Ritorno del Toro in Piazza Affari (+5,4%) ma Diasorin perde più di tutti (-16,5%)

Toro scatenato in Borsa, oggi, 9 novembre. La vittoria di Joe Biden nella corsa alla presidenza degli Stati Uniti e la notizia che il vaccino dell'americana Pfizer e Biontech anti Covid-19 si è rivelato più efficace del previsto hanno fatto balzare l'indice Ftse Mib del 5,43%, così che ha superato la soglia emblematica dei 20.000 punti, arrivando a 20.750. Dell'andamento favorevole hanno approfittato anche numerose quotate del Nord Ovest, a partire dalla novarese Autogrill che ha guadagnato il 34,7%, secondo maggior rialzo di tutta Piazza Affari.

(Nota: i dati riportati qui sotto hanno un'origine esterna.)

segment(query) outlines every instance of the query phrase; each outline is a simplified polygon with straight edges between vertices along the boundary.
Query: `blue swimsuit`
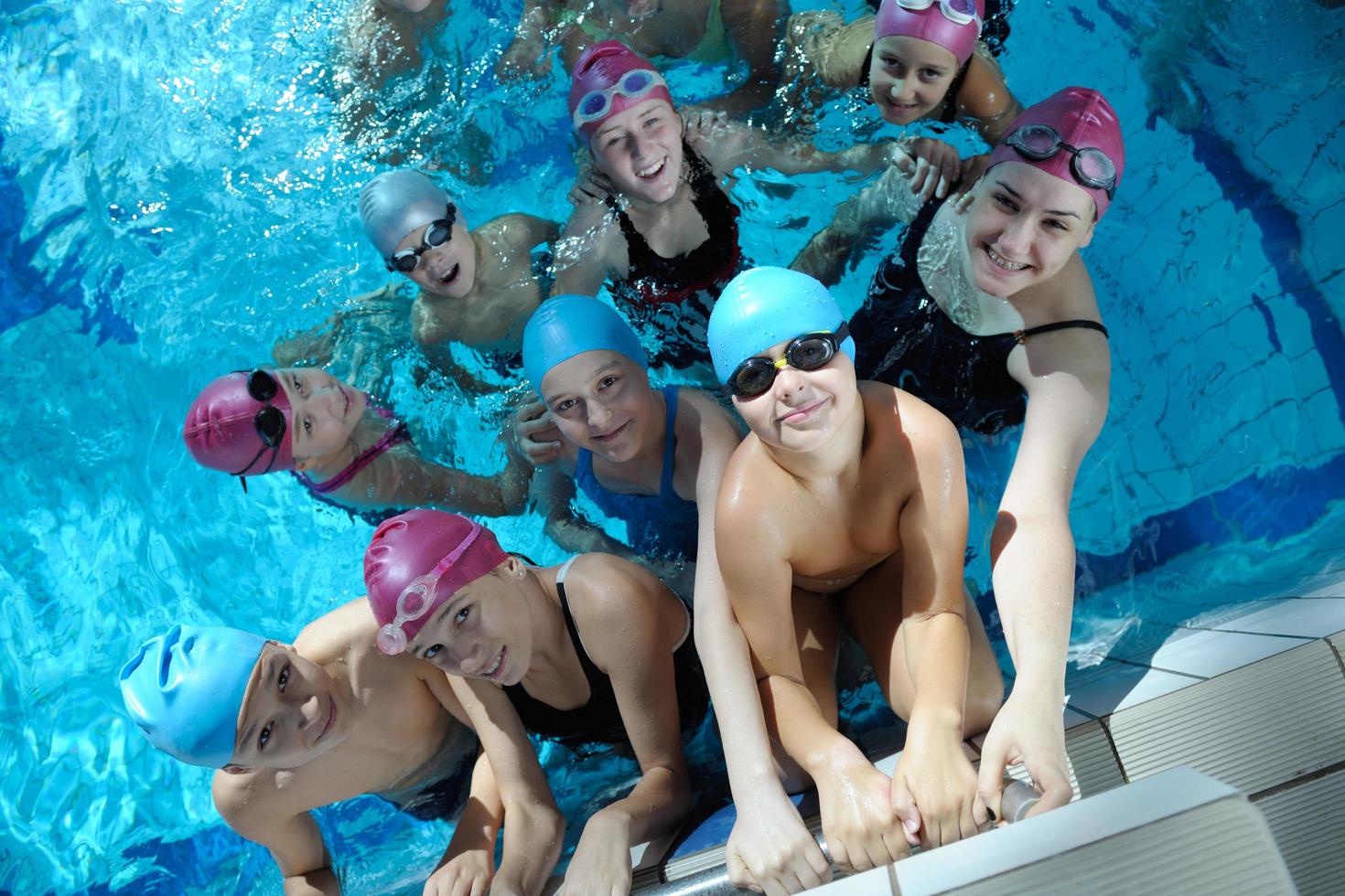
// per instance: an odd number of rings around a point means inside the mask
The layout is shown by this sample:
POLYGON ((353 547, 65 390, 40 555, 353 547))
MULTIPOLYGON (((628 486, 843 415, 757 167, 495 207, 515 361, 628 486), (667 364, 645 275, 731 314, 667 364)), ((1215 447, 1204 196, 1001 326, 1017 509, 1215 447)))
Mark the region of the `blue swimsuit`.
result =
POLYGON ((593 453, 580 449, 574 482, 609 517, 625 520, 627 540, 638 553, 695 559, 699 514, 694 501, 678 497, 672 488, 672 458, 677 453, 677 388, 664 386, 667 404, 663 431, 663 474, 658 494, 612 492, 593 476, 593 453))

Al contrario, proprio il successo della Pfizer ha fatto precipitare Diasorin, il cui prezzo finale è risultato di 165 euro, inferiore del 16,5% a quello di venerdì scorso. Il titolo Diasorin è quello che ha perso più di tutti.

Tornando invece ai rialzi odierni, vanno segnalati, in particolare, quelli di Basicnet (+13,40%), Astm (+9,52%), Intesa Sanpaolo (+9,22% a 1,7658 euro), Fca (+6,11%), Cairo Communication (+6,10%), Exor (+5,74%), Prima Industrie (+5,01%), Iren (+4,81%), Cnh Industrial (+4,37%) e Italgas (+3,32%), Ferrari (+2,15%) che ha migliorato ancora il suo record portandolo a 174,80 euro.

Non sono mancate, comunque, società del Nord Ovest che oggi hanno registrato a Milano perdite di valore; tra queste, Reply (-3,47%), Erg (-1,90%), Tinexta (-0,95%), Conafi (-1,17%), Matica Fintec (-2,27%), Cover50 (-0,91%), Ediliziacrobatica (-0,63%).